We are all immigrants, everyone of us
Last week I gave a talk at LifeVentures surveying immigrant
novels and memoirs—not to draw attention to the present political situation but
to help my audience better understand what it means to be a newcomer in a
foreign land. All of us at one time had an immigrant in our background. We all came to America from some place else.
For any of you who don’t know, LifeVentures is an organization aiming to
enrich the lives of people my age through a weekly day-long event consisting of
lectures, lunch, entertainment and lots of socializing. I did my thing in the “What have you read
lately?” section. Join us if you are in the area.
I gave that lecture to acquaint my audience with what
newcomers to any land experience as viewed through the eyes of novelists and
memoirists. My interest is personal: My
parents were immigrants from Russia in 1923 when they joined about 20,000 other
Mennonites to flee the turmoil in their homeland for Canada.
Immigrants depicted in these books came to America for
a better life and the freedom to choose their own destiny. They come in search of the American dream –streets
paved with gold, money growing on trees,
a chicken stewing in every pot, and clean underwear every morning.
They left behind relatives and friends, sometimes never
to lay eyes on them again. My mother never saw her parents again after
leaving Russia with my father and two older sisters. She saw only one of ten siblings left behind again -- after a separation of 53 years.
These immigrants left behind church, community, nation
and a way of life they were familiar and comfortable with.
They left behind prejudice and class consciousness,
sometimes to find it sneaked in with them to the new land, hiding in inner baggage.
They left behind criminal backgrounds and a disreputable reputation. However, family
secrets didn’t always stay secret.
They left behind war, revolution and political
upheavals. They also left behind the soul-wearying poverty of the Old Country, to
be faced with it again during times of drought, prairie fires, and grasshopper
plagues.
Many brought with little in terms of actual
artifacts to help in this new beginning – many were quite poor, and, in the
case of my parents, came to Canada on borrowed money they promised to repay. It took them about ten years.
However, they brought with them what couldn’t be packed into a suitcase or trunk: dreams and hopes, values and customs, religious belief and faith, especially the courage and willingness to start over.
In this new land they faced the big hurdle of communicating
in a new language and handling new currency. New weather patterns and a different terrain
challenged them. Change faced them every
time they tackled a new task, whether it was plowing the land or baking bread. Isolation,
especially for the women, was a huge barrier.
In this new country they often lacked spiritual and
religious leaders. No minister was available
to baptize a new infant and marry a young couple.
Fears were as abundant as houseflies: What if their
children became too Americanized? Some
of the characters in the novels grew anxious about losing their former identity
or social role, for all were strangely on the same footing and only time and
new experiences would create new social levels.
I was born in Canada, yet in a sense I am an
immigrant in another way. I feel it every day. In era of fast change, we are
all immigrants. Change is coming at a
fast rate, especially technologically, politically, socially, morally and
theologically. People move, change professions, change spouses, change allegiance
to value systems, which requires us to make sense and order out of each change.

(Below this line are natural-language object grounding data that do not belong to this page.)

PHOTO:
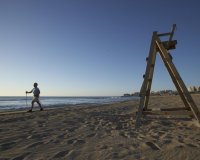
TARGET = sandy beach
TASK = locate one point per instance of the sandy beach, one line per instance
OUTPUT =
(100, 133)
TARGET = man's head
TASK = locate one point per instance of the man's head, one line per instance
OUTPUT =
(35, 84)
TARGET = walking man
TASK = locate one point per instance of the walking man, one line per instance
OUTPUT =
(36, 95)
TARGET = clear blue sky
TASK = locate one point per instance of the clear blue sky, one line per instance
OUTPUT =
(93, 47)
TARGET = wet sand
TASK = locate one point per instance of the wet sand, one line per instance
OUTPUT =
(100, 133)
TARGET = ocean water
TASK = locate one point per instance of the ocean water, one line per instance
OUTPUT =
(7, 103)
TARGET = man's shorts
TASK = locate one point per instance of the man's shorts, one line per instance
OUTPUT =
(35, 99)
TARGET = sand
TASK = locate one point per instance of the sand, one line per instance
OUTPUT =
(100, 133)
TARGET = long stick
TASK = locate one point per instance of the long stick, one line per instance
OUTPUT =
(26, 100)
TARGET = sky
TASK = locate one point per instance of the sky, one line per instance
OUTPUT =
(93, 47)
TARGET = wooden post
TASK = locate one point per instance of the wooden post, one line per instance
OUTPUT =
(162, 48)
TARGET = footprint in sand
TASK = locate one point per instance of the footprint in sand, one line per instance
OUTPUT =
(153, 145)
(7, 146)
(61, 154)
(34, 144)
(21, 156)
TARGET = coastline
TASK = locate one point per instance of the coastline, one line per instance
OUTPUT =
(100, 132)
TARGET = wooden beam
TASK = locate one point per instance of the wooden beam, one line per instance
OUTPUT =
(169, 45)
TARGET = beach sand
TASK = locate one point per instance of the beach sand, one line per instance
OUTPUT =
(100, 133)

Sometimes several times a day I have to say: "I don't understand what's going on when you use that app," or "This file won't open for me. I am stumped."
Years ago at an English conference, literary critic
Alfred Kazin, himself an immigrant, told the large audience of English teachers
something I never forgot: “Language is
the salvation of the immigrant child who must reorder his or her existence by
means from within. One writes to make a home for oneself on paper – to find a
place, a ledge. . . .”
The immigrant, or refugee, has only language by
which to pass on to children values and truths, he said. The past is gone. Heirlooms
and artifacts are few. Physical furnishings and clothing have been left
behind. The territory is new.
Children need their ancestors who came from another
country, another time, to navigate change and identify what is important. They need us, the older generation, the ones
who once lived in another era without cell phones, air travel, email, Facebook,
Twitters, blogs, and much more to help
them sort through changes and challenges in this brave new world.